Hoje, [site]morenocris.
A sempre plataforma do blogspot. Blog não é mídia e nem rede social. É apenas
um diário na internet – weblog (expressão
inglesa). Dizem que o primeiro blog surgiu em 1999. Teve impulso quando abraçou
o jornalismo e a política nos seus templates. Mas tudo de forma leve e sem
regras, e, dessa maneira, os blogs foram criando uma linguagem própria, de
diário. Surgiram blogs de assuntos vários, desde receitas de bolo, vinhos, o
dia a dia de cada um. Com o tempo, a profissionalização dos autores exigiu o
site, a página, a ligação com a mídia. Tudo texto longo. E para a mensagem
rápida, se aproxima o pássaro, o twitter, com os seus 140 caracteres
(atualmente, 280). Tudo rápido, voando. E os blogs? Bem, muitos estão no seu
cemitério, outros, foram excluídos, e há os que são lembrados, de vez em
quando. É o meu caso. Para criar a segunda newsletter da Biblioteca, fui lá, no
meu blog chamado site, e dei uma roupagem digna nos textos dos amigos que já se
foram, e que são sempre lembrados. Não é como o cemitério de Jorge Amado, ao
contrário, mas é o nosso cemitério de pessoas queridas e inesquecíveis. Nesse obituário, temos seu Graciano, Hamilton
Pinheiro, Gonda, Walter Bandeira e Afonso Klautau. Vale o registro.
(Imagem: Cris Moreno)
Mais de 50 anos
trabalhando na televisão: Graciano Lobato Almeida. Entrevista concedida no Arquivo
de Fitas da TV Cultura do Pará em 19/12/2011. Morreu sete anos depois, em
21/06/2018. Graciano Almeida trabalhou
na televisão justamente na época da ditadura militar. Tempo em que as matérias
eram chamadas de filmes, para a sessão de cinema. Formado em Ciências
Contábeis, ‘o seu Graciano’, como era conhecido, fez em outubro desse
ano, 50 anos trabalhando na televisão, sendo 25 só de TV Cultura, onde iniciou como
operador de áudio, para depois encontrar a história no arquivo de fitas (estava
com 71 anos quando conversou comigo). Mas foi na extinta TV Marajoara que
exerceu as funções de figurante nas novelas produzidas por Maria Silvia Nunes e
Raimundo Mário Sobral, entre outros escritores da terra. Também foi cantor,
ator, agente comercial e tesoureiro. Sua importante passagem o transformou em
um arquivo vivo de lembranças. Infelizmente, Graciano só pode contar o que viveu. Com a extinção da TV Marajoara,
desapareceram todos os arquivos de anos de produção da história da Comunicação
no Pará.

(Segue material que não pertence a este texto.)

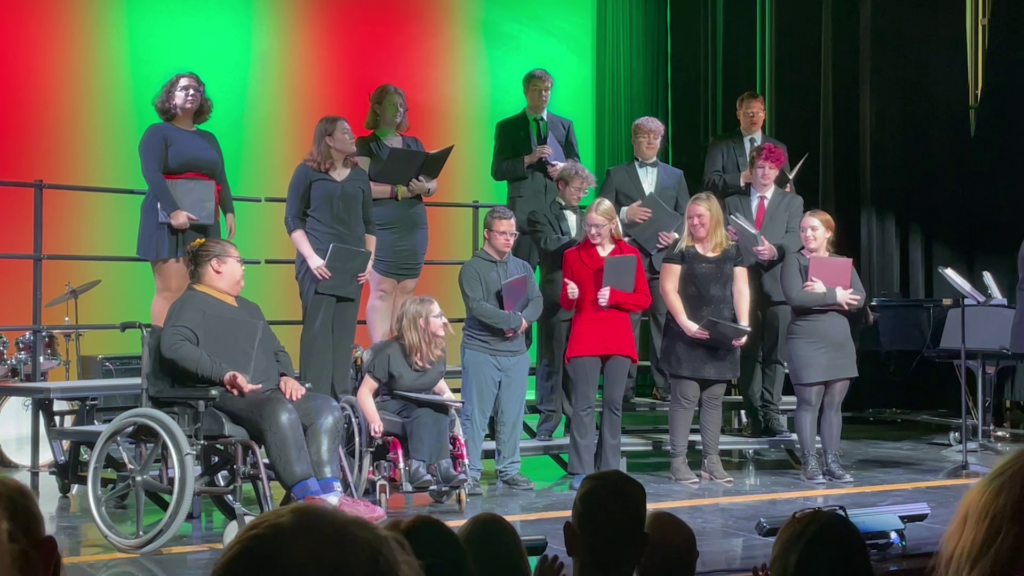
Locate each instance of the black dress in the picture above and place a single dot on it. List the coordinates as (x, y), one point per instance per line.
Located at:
(331, 212)
(165, 149)
(706, 288)
(401, 224)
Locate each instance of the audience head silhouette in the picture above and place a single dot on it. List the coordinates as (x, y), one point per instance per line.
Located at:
(606, 534)
(304, 539)
(672, 549)
(818, 542)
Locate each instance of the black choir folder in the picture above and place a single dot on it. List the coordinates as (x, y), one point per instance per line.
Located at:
(621, 273)
(196, 197)
(662, 218)
(515, 292)
(233, 341)
(344, 263)
(722, 333)
(403, 165)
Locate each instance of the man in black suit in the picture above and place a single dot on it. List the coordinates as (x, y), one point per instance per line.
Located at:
(726, 163)
(555, 230)
(529, 149)
(776, 214)
(626, 186)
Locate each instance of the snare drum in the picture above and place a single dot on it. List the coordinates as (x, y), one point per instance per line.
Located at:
(49, 357)
(15, 436)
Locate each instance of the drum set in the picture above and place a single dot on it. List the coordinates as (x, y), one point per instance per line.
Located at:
(15, 416)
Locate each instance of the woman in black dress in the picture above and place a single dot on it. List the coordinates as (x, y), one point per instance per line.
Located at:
(329, 203)
(398, 212)
(702, 277)
(414, 361)
(171, 150)
(822, 358)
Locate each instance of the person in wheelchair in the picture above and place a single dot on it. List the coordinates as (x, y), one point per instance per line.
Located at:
(301, 430)
(413, 361)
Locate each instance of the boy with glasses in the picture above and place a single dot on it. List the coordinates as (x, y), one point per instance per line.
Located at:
(495, 361)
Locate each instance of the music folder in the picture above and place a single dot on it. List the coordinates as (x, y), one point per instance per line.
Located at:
(834, 273)
(662, 218)
(403, 165)
(784, 177)
(722, 333)
(621, 273)
(232, 341)
(196, 197)
(514, 293)
(344, 263)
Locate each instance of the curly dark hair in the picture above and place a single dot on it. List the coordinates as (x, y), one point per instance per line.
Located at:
(164, 103)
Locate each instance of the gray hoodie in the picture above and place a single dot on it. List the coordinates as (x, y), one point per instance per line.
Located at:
(480, 281)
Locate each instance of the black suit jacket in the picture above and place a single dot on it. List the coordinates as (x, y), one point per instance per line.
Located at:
(780, 228)
(622, 186)
(512, 142)
(726, 159)
(550, 232)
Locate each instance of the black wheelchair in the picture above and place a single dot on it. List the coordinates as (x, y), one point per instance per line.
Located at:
(382, 461)
(150, 454)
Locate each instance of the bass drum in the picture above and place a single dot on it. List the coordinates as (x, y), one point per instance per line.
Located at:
(15, 438)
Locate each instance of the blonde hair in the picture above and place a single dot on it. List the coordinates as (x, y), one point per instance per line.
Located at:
(716, 228)
(421, 345)
(603, 208)
(377, 98)
(985, 535)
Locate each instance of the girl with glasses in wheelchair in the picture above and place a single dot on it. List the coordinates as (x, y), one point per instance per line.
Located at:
(413, 361)
(210, 332)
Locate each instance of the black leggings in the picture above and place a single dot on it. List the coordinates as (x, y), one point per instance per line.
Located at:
(301, 438)
(826, 397)
(685, 394)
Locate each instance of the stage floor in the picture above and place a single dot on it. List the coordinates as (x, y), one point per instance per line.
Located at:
(892, 464)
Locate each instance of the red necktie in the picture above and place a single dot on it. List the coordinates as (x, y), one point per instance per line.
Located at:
(759, 218)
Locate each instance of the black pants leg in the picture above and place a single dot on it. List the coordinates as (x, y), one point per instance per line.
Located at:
(328, 334)
(554, 386)
(426, 429)
(301, 438)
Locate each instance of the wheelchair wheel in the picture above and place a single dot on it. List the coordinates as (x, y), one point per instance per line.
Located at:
(151, 449)
(355, 452)
(225, 504)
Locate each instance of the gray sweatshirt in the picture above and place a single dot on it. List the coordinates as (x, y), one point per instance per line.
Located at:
(480, 281)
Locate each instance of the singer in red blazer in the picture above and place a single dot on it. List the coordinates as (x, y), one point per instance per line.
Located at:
(600, 341)
(601, 330)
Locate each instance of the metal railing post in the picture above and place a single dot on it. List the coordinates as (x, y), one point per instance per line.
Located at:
(476, 225)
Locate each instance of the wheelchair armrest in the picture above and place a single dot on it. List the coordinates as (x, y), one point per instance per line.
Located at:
(186, 395)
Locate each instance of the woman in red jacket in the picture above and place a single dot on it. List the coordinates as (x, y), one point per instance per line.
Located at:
(601, 337)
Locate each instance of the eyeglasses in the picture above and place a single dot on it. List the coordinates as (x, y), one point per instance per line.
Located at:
(833, 508)
(504, 235)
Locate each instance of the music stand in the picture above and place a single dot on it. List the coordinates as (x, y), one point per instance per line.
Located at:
(981, 341)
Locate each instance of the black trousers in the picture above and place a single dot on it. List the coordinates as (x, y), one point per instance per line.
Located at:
(587, 452)
(762, 361)
(426, 429)
(328, 335)
(301, 438)
(656, 314)
(554, 385)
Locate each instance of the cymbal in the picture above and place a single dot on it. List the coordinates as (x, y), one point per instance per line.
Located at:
(73, 293)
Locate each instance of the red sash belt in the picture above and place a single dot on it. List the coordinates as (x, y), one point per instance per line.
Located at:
(200, 176)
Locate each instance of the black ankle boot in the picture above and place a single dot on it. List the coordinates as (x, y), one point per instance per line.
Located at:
(419, 477)
(834, 468)
(444, 475)
(811, 469)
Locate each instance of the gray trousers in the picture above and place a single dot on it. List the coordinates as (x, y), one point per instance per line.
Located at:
(487, 382)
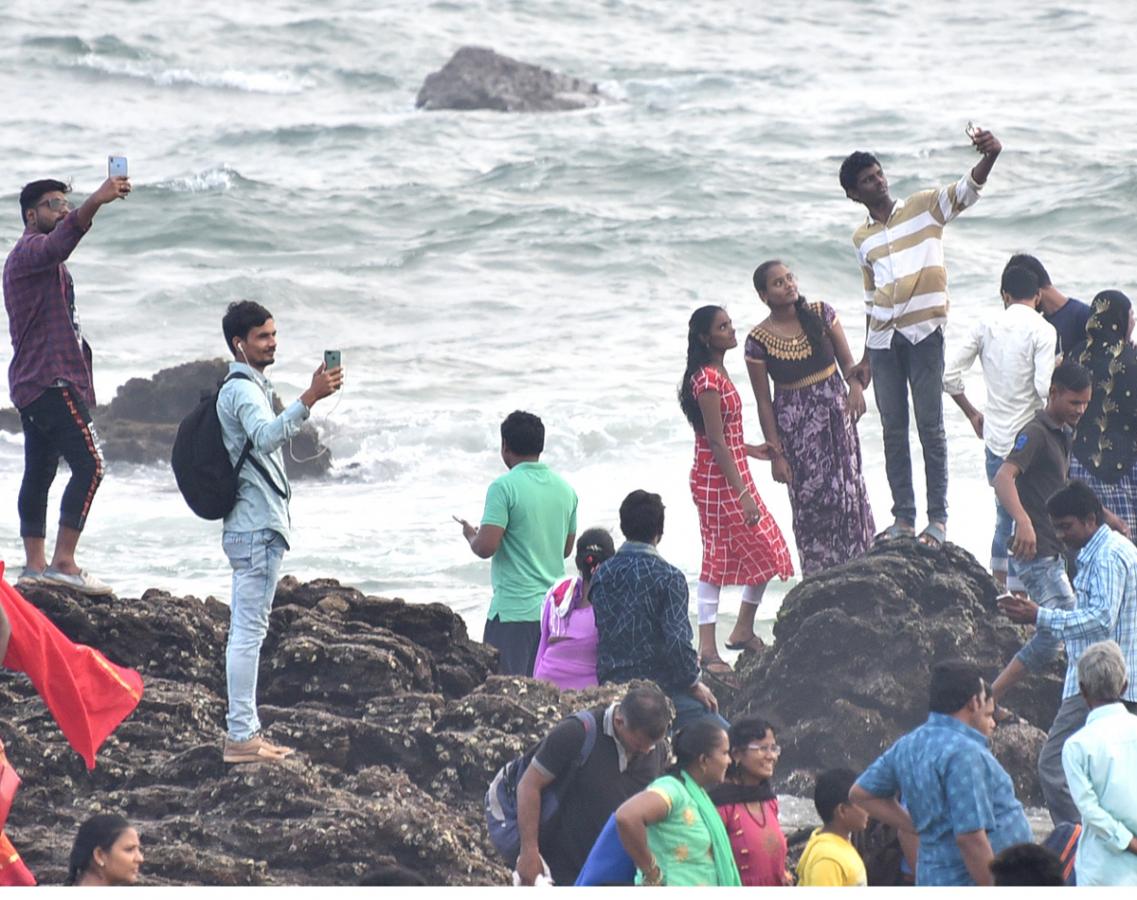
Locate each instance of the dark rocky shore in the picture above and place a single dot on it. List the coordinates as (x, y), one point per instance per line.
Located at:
(399, 726)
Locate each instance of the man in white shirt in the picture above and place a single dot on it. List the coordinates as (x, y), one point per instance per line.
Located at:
(1101, 768)
(1015, 350)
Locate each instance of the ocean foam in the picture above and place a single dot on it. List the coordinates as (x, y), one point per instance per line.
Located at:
(251, 81)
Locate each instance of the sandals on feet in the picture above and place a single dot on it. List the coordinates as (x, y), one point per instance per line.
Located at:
(934, 535)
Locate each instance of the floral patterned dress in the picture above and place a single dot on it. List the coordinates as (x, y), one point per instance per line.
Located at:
(832, 518)
(733, 552)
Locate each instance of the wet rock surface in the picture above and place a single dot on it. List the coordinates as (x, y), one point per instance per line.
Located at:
(853, 651)
(139, 424)
(397, 723)
(476, 77)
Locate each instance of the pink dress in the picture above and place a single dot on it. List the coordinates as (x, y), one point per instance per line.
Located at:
(566, 652)
(757, 842)
(733, 552)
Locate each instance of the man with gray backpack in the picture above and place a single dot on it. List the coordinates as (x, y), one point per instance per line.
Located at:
(546, 809)
(256, 531)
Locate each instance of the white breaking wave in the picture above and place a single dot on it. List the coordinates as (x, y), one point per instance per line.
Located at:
(252, 81)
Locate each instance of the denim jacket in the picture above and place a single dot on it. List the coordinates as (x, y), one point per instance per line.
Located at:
(245, 409)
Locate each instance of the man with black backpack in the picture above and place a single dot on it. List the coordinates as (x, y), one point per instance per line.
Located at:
(256, 531)
(629, 753)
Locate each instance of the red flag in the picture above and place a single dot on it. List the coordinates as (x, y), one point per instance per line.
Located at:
(13, 871)
(88, 694)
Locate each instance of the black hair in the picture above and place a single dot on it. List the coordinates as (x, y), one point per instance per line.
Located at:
(241, 317)
(1027, 865)
(1019, 282)
(695, 740)
(592, 548)
(641, 516)
(523, 433)
(1070, 376)
(645, 710)
(1077, 499)
(98, 832)
(392, 875)
(854, 165)
(830, 790)
(33, 192)
(811, 322)
(1027, 261)
(954, 682)
(698, 355)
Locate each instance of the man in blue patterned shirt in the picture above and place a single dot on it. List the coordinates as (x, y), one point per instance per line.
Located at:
(960, 800)
(640, 603)
(1105, 609)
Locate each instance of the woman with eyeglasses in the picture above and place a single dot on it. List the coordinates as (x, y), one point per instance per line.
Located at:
(671, 830)
(748, 806)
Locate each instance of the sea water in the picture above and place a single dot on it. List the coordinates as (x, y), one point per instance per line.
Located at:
(470, 264)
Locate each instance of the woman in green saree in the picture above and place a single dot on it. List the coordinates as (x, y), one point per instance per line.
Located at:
(671, 830)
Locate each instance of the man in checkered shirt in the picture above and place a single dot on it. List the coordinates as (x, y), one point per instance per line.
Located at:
(1105, 585)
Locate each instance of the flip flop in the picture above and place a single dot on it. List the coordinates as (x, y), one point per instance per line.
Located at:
(752, 644)
(934, 535)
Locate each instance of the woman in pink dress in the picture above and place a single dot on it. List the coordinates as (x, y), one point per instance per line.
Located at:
(741, 542)
(566, 651)
(748, 806)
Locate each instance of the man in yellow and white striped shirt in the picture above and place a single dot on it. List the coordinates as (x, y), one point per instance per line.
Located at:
(901, 251)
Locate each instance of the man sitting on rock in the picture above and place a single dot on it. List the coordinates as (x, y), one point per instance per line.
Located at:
(629, 753)
(640, 603)
(960, 800)
(1105, 608)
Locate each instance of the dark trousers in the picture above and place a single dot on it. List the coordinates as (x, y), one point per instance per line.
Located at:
(57, 424)
(894, 371)
(516, 643)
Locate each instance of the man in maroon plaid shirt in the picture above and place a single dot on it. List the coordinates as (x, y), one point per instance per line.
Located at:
(50, 376)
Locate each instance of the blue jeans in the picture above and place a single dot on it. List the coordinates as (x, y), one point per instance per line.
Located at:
(688, 709)
(1001, 543)
(256, 559)
(1047, 584)
(920, 366)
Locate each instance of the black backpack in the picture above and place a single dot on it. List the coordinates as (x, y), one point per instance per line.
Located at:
(200, 461)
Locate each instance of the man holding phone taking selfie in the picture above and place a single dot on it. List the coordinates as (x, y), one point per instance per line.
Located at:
(50, 376)
(257, 530)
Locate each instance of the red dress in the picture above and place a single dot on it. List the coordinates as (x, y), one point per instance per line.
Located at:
(733, 552)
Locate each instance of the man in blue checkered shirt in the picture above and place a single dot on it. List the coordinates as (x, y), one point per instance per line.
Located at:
(1105, 585)
(956, 796)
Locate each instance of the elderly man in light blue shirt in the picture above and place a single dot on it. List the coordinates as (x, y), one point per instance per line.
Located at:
(257, 531)
(1101, 768)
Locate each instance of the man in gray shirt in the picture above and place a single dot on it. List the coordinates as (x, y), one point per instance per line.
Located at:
(257, 531)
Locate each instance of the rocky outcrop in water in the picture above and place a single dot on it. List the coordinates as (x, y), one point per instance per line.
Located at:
(139, 424)
(476, 77)
(854, 646)
(398, 731)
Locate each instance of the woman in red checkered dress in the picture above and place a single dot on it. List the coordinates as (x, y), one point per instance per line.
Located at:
(741, 542)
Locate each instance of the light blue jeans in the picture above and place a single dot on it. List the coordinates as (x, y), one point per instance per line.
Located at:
(1046, 582)
(1001, 543)
(256, 559)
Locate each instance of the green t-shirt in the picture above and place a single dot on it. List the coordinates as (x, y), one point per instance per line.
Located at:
(538, 510)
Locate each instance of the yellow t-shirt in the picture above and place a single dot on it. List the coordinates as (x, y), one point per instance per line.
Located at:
(830, 861)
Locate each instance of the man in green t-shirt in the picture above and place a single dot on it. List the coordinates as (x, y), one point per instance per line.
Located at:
(529, 527)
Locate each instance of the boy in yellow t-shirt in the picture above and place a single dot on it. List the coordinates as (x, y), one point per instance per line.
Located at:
(829, 860)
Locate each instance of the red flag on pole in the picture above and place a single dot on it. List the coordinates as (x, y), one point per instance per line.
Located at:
(88, 694)
(13, 871)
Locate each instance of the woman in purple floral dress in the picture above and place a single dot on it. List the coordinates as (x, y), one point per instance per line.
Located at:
(811, 419)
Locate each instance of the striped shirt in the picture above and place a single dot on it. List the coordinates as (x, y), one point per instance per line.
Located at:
(1105, 609)
(902, 259)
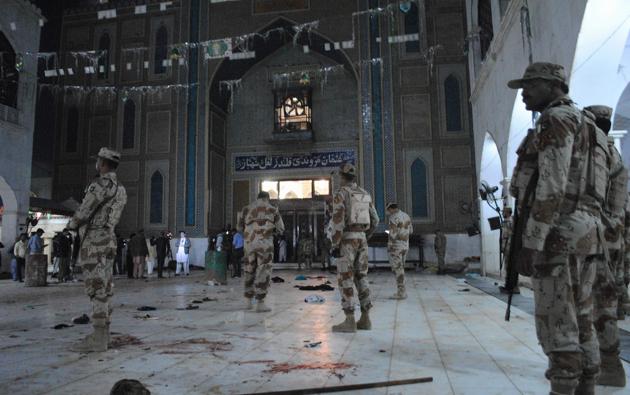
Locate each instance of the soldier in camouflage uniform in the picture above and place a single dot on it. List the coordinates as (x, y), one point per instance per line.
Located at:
(95, 220)
(400, 228)
(354, 220)
(607, 286)
(258, 222)
(562, 233)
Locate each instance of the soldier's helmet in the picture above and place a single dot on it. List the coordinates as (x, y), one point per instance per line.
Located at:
(600, 111)
(110, 154)
(544, 71)
(348, 169)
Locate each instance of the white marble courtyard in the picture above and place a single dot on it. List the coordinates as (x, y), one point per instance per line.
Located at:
(457, 337)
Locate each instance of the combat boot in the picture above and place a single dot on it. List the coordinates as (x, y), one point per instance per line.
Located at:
(261, 307)
(612, 372)
(97, 341)
(364, 322)
(349, 325)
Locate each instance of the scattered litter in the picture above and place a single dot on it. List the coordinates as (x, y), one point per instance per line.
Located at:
(314, 299)
(81, 320)
(145, 317)
(266, 361)
(124, 340)
(189, 346)
(62, 326)
(321, 287)
(189, 307)
(286, 367)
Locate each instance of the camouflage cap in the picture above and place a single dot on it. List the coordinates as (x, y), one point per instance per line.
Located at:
(600, 111)
(348, 169)
(110, 154)
(541, 70)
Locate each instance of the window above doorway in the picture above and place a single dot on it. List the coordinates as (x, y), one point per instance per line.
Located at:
(296, 189)
(293, 110)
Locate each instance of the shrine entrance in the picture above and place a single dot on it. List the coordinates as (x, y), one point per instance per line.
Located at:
(302, 204)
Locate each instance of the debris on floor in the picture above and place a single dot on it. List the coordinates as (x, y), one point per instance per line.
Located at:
(124, 340)
(189, 307)
(314, 299)
(287, 367)
(193, 345)
(321, 287)
(81, 320)
(62, 326)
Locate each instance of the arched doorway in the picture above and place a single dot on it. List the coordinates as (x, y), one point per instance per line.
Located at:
(9, 227)
(491, 174)
(274, 125)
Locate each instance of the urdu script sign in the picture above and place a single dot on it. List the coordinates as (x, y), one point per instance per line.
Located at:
(311, 160)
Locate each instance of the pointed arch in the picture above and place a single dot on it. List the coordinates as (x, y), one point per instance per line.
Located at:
(156, 197)
(161, 50)
(129, 124)
(419, 189)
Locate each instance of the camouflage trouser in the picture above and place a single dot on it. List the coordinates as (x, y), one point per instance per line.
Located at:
(397, 259)
(441, 263)
(258, 266)
(352, 268)
(97, 261)
(605, 304)
(564, 317)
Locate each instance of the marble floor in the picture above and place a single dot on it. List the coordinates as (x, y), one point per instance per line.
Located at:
(446, 329)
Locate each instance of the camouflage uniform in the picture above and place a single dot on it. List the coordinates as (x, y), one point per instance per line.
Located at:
(605, 287)
(258, 222)
(439, 245)
(400, 228)
(99, 213)
(305, 252)
(564, 227)
(352, 264)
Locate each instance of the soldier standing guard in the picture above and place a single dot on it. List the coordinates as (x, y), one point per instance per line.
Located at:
(354, 220)
(400, 228)
(95, 220)
(607, 282)
(560, 178)
(258, 222)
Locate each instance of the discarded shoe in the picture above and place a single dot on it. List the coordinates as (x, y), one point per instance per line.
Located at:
(347, 326)
(81, 320)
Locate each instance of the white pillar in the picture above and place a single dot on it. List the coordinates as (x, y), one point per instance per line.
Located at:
(617, 135)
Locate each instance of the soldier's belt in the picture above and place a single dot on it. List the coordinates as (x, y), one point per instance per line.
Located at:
(353, 235)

Os rolos de fitas foram danificados com o tempo, sem possibilidade de
resgate. E as imagens fotográficas são reduzidas como arquivo público e,
segundo ele, o que ainda existe, nessa linguagem, são arquivos pessoais de quem
dividiu esses momentos e que estão espalhados por aí. Graciano Almeida também
não possuía nenhum registro guardado com ele. ‘O seu Graciano’ era a própria história. A memória oral: 'Trabalhei
na Marajoara durante 20 anos. Entrei como mimeografista e depois passei para a
sessão de cinema como arquivista e editor. Chamavam as matérias dos repórteres
de cinema. Editava e montava o filme. Eram carretéis de filmes com
sensibilidade de 100 asa. Quando o repórter chegava da rua, pegava o filme e
enrolava no tear, secava (como fotografia), e montava. Ia cortando o filme na
moviola, grudando com acetona e o exibia. Era um trabalho interessante, mais
participativo, diferente nos dias de hoje. Uns dois mil carretéis de filmes
foram estragados com o tempo. Tinha problema de censura? Pergunto-lhe. Diz-me
de imediato: demais!. Trabalhei na Marajoara praticamente durante toda a
censura nos meios de comunicação. Ditadura militar. A televisão inaugurou em
1961. Tínhamos que mandar todos os dias para a Polícia Federal o resumo do que
seria exibido, para ser liberado através de visto, do OK. O único problema que
tivemos foi motivado por um equívoco na troca de um programa fora do horário
programado (era um filme de tiroteio e de mortes). 'Eles' eram rígidos nessa
questão. Também fui figurante (naquela época tínhamos novela ao vivo), além de
cantor, ator. Trabalhei ainda nos departamentos comercial e de produção. Minha
vida foi e continuou sendo a televisão'.
(Imagem: Cris Moreno)
Prossiga, Comandante!:
Hamilton Pinheiro. Entrevista concedida no Departamento de Jornalismo da Rádio Cultura
FM, em 15/07/2011. Morreu seis meses depois, em 10/01/2012. Com 42 anos de
profissão, Hamilton Pinheiro da Costha, 63 (tempo de nossa entrevista), nasceu
em Nova Timboteua, no Pará, mas viveu em Belém. Um dia, resolveu, na saída da
escola (Paes de Carvalho), conhecer as instalações da Rádio Difusora do Pará (depois
Rádio Liberal AM). Fez um teste e conseguiu estágio não remunerado para ser
rádio-escuta, aquele que captava as informações de um rádio de longo alcance, e
que selecionava, gravava e transcrevia para os noticiários, e mais tarde, a referida
produção, servia ainda, para a página internacional do jornal O Liberal. Hamilton
Pinheiro também foi plantonista esportivo, dividindo espaço com o jornalista
especializado na área, Zaire Filho (também apresentador de programas especiais,
com audiências elevadas), aos domingos. Daí, HP seguiu para a reportagem geral.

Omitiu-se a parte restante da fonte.